All you need is PhpMyAdmin (if not avaible, ssh will do the trick). Let’s begin with a problem explanation. Because losing data is bad, but not knowing why it happend and how to prevent it from happening again is even worse.
1. The MySQL Bug
It starts with the mysqldump command (MySQL bug report #28969) which seems to have a weird bug …
If your database tables are encoded in utf8 and one asks mysql to dump (export) the database in utf8 what occurs is double encoding!
e.g. If you enforce utf-8 output with
mysqldump -uUSER -pPASS –default-character-set=utf8 DATABASE > database.sql
the character “ë”, that is represented in utf8 with the bytes C3 AB, is double encoded into C3 83 C2 AB and ë becomes Ã!!
So your “Account manager België” becomes “Account manager België”.
Very frustrating!
2. SOLUTION
To prevent double encoding from destryong your database this workaround has proven very effective: Simply dump the utf-8 database in latin1. latin1 lets MySqlDump export the whole utf-8 database as raw, providing you with the ORIGINAL utf-8 database!. If you use PhpMyAdmin simply export the utf-8 database as latin1. If you have only ssh, type the following command:
mysqldump DATABASE -uDBUSER -pDBPASS –default-character-set=latin1 -r database.sql
The next step is to open the fake latin1 database and to manually correct the database coding by replacing this line somewhere at the beginning:
Replace this line
/*!40101 SET NAMES latin1 */;
with the correct line:
/*!40101 SET NAMES utf8 */;
I use Notepad++ to edit databases, because it can handle large databases and parses much faster than the original windows notepad. You can download this freeware here.
3. Restore the database
If you use PhpMyAdmin simply import the fixed database.sql file using the import tool.

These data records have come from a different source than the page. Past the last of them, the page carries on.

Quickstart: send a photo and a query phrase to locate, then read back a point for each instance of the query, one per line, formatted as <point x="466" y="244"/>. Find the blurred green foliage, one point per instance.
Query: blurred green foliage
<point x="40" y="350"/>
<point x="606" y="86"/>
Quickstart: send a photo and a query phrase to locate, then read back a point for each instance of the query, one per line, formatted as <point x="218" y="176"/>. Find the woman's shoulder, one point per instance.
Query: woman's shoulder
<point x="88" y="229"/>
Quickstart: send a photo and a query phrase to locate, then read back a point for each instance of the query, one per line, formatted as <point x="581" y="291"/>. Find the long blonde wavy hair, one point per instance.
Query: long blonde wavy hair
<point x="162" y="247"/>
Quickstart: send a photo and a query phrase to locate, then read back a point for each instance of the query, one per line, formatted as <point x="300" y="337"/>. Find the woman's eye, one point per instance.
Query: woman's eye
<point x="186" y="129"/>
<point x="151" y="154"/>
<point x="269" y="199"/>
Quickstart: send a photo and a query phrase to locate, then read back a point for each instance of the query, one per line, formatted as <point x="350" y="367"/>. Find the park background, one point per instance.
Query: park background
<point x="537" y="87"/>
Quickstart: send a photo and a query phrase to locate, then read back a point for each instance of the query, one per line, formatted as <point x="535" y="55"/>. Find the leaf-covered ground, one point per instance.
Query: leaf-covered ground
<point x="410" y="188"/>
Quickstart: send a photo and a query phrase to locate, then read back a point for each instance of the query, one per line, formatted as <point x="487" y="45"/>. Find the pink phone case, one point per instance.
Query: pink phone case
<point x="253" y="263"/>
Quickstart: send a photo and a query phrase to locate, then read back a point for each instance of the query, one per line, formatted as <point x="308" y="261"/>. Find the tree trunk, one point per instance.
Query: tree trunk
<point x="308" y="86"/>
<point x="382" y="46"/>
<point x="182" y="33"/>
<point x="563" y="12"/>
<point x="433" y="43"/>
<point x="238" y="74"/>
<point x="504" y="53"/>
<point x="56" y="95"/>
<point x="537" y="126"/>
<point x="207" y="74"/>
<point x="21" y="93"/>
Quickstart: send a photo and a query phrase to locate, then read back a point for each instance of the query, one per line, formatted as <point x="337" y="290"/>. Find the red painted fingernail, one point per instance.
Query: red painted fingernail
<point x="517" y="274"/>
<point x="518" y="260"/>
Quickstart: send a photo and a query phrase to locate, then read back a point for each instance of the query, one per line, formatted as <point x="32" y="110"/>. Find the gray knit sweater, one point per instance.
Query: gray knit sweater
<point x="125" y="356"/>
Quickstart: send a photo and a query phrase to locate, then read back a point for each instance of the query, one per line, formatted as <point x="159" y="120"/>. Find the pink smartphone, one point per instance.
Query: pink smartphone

If you have ssh enter the following command:
mysql -uDBUSER -pDBPASS NEWDATABASE < database.sql
Note: database.sql is the backup file, which will be imported into NEWDATABASE. DBUSER and DBPASS belong to NEWDATABASE.
Update:
Upon further research, the real solution seems to be to add the following in the /etc/mysql/my.cnf file:
[client]
default-character-set=utf8
…
[mysqld]
default-character-set=utf8
default-collation = utf8_general_ci
…
and execute a
# /etc/init.d/mysql restart
afterwards.
Restart a mysql client instance and then check these variables:
mysql> SHOW VARIABLES LIKE ‘character_set%’;
+————————–+—————————-+
| Variable_name | Value |
+————————–+—————————-+
| character_set_client | utf8 |
| character_set_connection | utf8 |
| character_set_database | utf8 |
| character_set_filesystem | binary |
| character_set_results | utf8 |
| character_set_server | utf8 |
| character_set_system | utf8 |
| character_sets_dir | /usr/share/mysql/charsets/ |
+————————–+—————————-+
8 rows in set (0.00 sec)
All is utf-8 now and a mysqldump command now seems to spit out proper utf-8 (without the dirty trick of specifying –default-character-set=latin1).
Before the addition of the utf-8 lines in the my.cnf file, the results of above query was:
mysql> SHOW VARIABLES LIKE ‘character_set%’;
+————————–+—————————-+
| Variable_name | Value |
+————————–+—————————-+
| character_set_client | latin1 |
| character_set_connection | latin1 |
| character_set_database | utf8 |
| character_set_filesystem | binary |
| character_set_results | latin1 |
| character_set_server | latin1 |
| character_set_system | utf8 |
| character_sets_dir | /usr/share/mysql/charsets/ |
+————————–+—————————-+
8 rows in set (0.00 sec)
Note: Some php and ruby scripts can be configurated to encode in utf8. If you see this option you should definitely activate this line:
encoding:utf8
After all the hard work a man needs enjoyment:

I hope this will help you to keep your data safe!
silv





February 21st, 2009 at 3:20 AM
I want more enjoyment, that’s not enough
February 21st, 2009 at 3:23 AM
To be more specific on the mysql version, its 5.0.27+
We havent heard about this in 5.1.x versions.
So the latest 5.1.x can be considered safe, unless proven.